He stopped short at this stage, though, of calling for a formal merger.
WTA chairman and CEO Steve Simon added in a statement: "I have long stated that we are at our best as a sport when we can work together, and the recent weeks have highlighted that fact."
He has always been a fan, for example, of mixed events.
But while Murray, Nadal and Federer are on board, the Scot revealed that some of his ATP peers haven't been keen on gender equality.
Some male players unhappy
The 32-year-old said in the past when there have been prize money increases for both men and women -- and women made the same amount as the men -- some of his fellow players objected.
"I spoke to some of the male players about that who were unhappy because the prize money was equal," he said. "And I said, 'Well, would you rather there was no increase at all?
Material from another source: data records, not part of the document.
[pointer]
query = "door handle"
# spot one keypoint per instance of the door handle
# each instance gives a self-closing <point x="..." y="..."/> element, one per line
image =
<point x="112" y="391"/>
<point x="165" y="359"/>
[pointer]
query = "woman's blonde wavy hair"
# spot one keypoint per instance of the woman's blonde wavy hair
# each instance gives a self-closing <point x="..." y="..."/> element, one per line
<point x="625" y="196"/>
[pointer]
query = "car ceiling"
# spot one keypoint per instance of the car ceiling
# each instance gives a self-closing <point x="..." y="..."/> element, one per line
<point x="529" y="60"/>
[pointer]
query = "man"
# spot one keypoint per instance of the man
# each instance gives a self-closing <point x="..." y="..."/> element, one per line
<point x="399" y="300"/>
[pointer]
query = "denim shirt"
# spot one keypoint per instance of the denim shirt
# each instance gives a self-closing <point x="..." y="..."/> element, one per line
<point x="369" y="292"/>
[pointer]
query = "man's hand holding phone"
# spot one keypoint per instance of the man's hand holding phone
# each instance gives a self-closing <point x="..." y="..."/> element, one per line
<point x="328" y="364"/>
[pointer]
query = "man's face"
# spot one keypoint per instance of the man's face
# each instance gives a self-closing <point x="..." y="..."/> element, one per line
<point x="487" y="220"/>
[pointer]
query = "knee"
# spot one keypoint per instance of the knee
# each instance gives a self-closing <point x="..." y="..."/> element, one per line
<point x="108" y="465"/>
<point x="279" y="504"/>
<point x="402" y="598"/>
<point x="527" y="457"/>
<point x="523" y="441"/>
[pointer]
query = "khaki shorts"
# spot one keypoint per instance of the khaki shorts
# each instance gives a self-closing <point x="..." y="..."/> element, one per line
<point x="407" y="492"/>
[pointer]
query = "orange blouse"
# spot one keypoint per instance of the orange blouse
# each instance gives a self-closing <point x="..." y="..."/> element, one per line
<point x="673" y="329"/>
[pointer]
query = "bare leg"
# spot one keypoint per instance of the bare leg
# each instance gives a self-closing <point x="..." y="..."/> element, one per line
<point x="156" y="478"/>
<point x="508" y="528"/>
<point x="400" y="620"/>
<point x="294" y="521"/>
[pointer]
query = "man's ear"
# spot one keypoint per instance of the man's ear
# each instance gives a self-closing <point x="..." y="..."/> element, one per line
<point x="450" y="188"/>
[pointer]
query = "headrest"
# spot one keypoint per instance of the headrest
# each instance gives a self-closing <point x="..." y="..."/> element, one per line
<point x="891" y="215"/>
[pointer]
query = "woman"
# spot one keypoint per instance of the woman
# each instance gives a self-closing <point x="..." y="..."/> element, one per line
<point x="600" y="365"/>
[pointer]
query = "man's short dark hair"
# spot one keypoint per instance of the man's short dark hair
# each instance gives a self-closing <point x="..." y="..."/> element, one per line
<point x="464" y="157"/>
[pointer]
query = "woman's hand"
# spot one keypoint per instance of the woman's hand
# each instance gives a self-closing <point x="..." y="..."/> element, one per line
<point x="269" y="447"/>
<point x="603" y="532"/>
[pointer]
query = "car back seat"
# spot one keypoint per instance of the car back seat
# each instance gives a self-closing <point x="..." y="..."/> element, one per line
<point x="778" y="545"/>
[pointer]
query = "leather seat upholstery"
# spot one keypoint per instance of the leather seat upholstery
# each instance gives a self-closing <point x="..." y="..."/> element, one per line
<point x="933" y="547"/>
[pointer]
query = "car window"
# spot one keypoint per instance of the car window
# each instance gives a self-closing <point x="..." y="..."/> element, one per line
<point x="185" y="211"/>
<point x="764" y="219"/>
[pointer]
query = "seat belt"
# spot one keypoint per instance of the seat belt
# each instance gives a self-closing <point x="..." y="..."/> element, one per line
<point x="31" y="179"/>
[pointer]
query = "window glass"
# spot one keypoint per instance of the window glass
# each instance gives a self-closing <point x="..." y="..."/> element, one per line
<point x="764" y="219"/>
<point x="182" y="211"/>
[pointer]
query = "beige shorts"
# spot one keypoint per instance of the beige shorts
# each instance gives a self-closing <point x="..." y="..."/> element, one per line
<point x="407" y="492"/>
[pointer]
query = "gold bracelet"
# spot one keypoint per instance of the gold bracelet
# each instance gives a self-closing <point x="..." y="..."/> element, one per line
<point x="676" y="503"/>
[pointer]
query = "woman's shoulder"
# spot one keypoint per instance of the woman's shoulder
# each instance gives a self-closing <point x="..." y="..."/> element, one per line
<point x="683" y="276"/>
You know?' They said to me, 'Yeah, actually.'
"That's some of the sort of the mentalities you are working with in these discussions where someone would rather make less money so they're not on an equal footing with some of the female players, so there will be some challenges."
He said it was imperative for more women to be involved in the decision-making process.
"Coming to this sort of key decision makers right now in tennis, pretty much all of them are men and I think that when these discussions happen it's quite important not just to see this merger through a man's eyes and to bring more women into the decision making positions so that everybody's voice gets heard and protected in the discussions," said Murray.
"And if that happens we have huge potential as a sport to -- I already think it's a very special sport because of what we already have -- (make it) even better."
Pro tennis won't return until July 13 at the earliest, following the cancelation of Wimbledon, though several exhibition series' are starting.